The Linux kernel ABI, while stable, is not simpler than libc and not portable at all. You can build the modern computing environment on mingw.
However, if they chose to target Linux–only to show how low–level Hare is, that's understandable as well —no shade.
To take it to its logical conclusion, they're saying libc will be a package you install on your Hare/Linux system for compatibility with obsolete systems, which to me implies willingness to work on ports to other platforms —you're not going to replace libc otherwise.
int t, x, r, rf, rt, nr;
bits rs;
Ins *i, *i1;
Mem *m;
Ref *ra[4];
I think it deters some users by making it hard to read and understand the relatively subtle code in the 300 line function that follows. (Skill issue, I know)SysV and Win x64 differ enough that the Windows code is mostly unrelated to/detached from the other backends, so it doesn't feel (too) awful for it to have its own idiosyncratic style.
Btw adding some non-standard debugging support to QBE is not impossibly hard even without that. You can inject bogus no-ops per line, force the compiler to keep them, and it will dutifully track all state values throughout the pipeline, and likewise you can track values from variables to SSA assignments, to temp registers to actual registers, its mostly bookkeeping.
QBE – Compiler Back End - https://news.ycombinator.com/item?id=48059633 - May 2026 (28 comments*)
Blaise – A modern self-hosting zero-legacy Object Pascal compiler targeting QBE - https://news.ycombinator.com/item?id=48058644 - May 2026 (55 comments)
Qbecc – QBE based C compiler - https://news.ycombinator.com/item?id=45461195 - Oct 2025 (3 comments)
Let's write a peephole optimizer for QBE's ARM64 back end - https://news.ycombinator.com/item?id=45099348 - Sept 2025 (1 comment)
QBE – Compiler Back End - https://news.ycombinator.com/item?id=40346320 - May 2024 (37 comments)
cproc – Small C11 compiler based on QBE - https://news.ycombinator.com/item?id=32466098 - Aug 2022 (1 comment)
QBE 1.0 - https://news.ycombinator.com/item?id=31846433 - June 2022 (3 comments)
I wrote a peephole optimizer for QBE - https://news.ycombinator.com/item?id=30864448 - March 2022 (5 comments)
Cproc C Compiler - https://news.ycombinator.com/item?id=28242024 - Aug 2021 (45 comments)
Cproc – a C11 compiler using QBE as a back end - https://news.ycombinator.com/item?id=25273918 - Dec 2020 (1 comment)
QBE vs.
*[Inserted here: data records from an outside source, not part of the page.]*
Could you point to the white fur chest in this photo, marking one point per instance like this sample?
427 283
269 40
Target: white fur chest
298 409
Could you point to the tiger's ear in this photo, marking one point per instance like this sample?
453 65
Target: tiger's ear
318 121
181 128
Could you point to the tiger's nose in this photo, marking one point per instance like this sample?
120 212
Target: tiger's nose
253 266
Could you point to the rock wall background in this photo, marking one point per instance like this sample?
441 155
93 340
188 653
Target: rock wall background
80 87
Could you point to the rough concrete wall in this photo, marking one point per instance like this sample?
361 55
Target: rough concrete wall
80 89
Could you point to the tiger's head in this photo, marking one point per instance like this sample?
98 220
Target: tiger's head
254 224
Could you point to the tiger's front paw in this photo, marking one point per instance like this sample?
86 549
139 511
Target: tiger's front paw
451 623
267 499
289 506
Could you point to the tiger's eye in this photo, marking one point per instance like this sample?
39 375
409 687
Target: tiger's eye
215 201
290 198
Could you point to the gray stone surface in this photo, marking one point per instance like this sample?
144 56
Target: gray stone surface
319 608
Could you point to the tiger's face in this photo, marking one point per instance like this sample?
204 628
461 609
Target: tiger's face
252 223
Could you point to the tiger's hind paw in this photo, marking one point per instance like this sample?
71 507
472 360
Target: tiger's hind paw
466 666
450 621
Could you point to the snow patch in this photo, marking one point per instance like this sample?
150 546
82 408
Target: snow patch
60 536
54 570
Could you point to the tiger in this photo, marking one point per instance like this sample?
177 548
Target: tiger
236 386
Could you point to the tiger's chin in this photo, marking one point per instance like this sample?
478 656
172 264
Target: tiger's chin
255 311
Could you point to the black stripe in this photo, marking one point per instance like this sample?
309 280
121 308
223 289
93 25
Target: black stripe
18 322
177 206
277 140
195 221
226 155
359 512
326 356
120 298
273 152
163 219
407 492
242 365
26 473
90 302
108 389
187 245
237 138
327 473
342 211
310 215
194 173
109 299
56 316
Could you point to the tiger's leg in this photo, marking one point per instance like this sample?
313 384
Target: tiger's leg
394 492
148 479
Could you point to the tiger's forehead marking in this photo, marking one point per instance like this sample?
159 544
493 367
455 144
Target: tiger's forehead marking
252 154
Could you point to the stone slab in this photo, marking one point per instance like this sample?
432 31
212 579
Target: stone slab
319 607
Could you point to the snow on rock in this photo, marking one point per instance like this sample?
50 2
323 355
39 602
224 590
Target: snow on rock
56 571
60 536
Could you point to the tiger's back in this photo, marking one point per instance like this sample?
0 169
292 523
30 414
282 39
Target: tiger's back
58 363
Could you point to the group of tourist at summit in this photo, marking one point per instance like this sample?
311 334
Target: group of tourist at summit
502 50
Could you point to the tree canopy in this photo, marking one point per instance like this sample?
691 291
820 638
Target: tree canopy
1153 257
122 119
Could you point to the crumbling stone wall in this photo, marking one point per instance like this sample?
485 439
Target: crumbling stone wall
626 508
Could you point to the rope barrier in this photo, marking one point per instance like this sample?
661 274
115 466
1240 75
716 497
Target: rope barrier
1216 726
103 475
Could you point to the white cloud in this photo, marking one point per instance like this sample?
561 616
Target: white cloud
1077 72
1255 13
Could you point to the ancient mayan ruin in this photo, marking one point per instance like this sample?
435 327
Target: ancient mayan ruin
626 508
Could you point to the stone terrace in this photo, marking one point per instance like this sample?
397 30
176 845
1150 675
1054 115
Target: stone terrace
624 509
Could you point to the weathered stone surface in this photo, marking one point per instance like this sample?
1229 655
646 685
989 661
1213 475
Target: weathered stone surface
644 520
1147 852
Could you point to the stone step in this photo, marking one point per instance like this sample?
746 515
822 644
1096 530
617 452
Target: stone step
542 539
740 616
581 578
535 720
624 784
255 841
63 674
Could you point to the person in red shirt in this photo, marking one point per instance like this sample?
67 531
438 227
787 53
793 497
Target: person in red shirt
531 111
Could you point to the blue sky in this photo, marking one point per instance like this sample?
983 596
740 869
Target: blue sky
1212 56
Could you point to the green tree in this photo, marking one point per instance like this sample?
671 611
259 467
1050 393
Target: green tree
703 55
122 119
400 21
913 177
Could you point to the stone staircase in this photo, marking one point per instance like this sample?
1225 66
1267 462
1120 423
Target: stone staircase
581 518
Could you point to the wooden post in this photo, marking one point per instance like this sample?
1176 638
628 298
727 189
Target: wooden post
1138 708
LLVM - https://news.ycombinator.com/item?id=25273907 - Dec 2020 (99 comments)
Show HN: QBE – a new compiler back end - https://news.ycombinator.com/item?id=11555527 - April 2016 (68 comments)
(* Normally a thread that recent with significant comments would count as a dupe (https://news.ycombinator.com/newsfaq.html), but it didn't get that much frontpage time so I've made an exception.)
Now 1.3 is 63% the speed of gcc O2 on this largely hostile benchmark.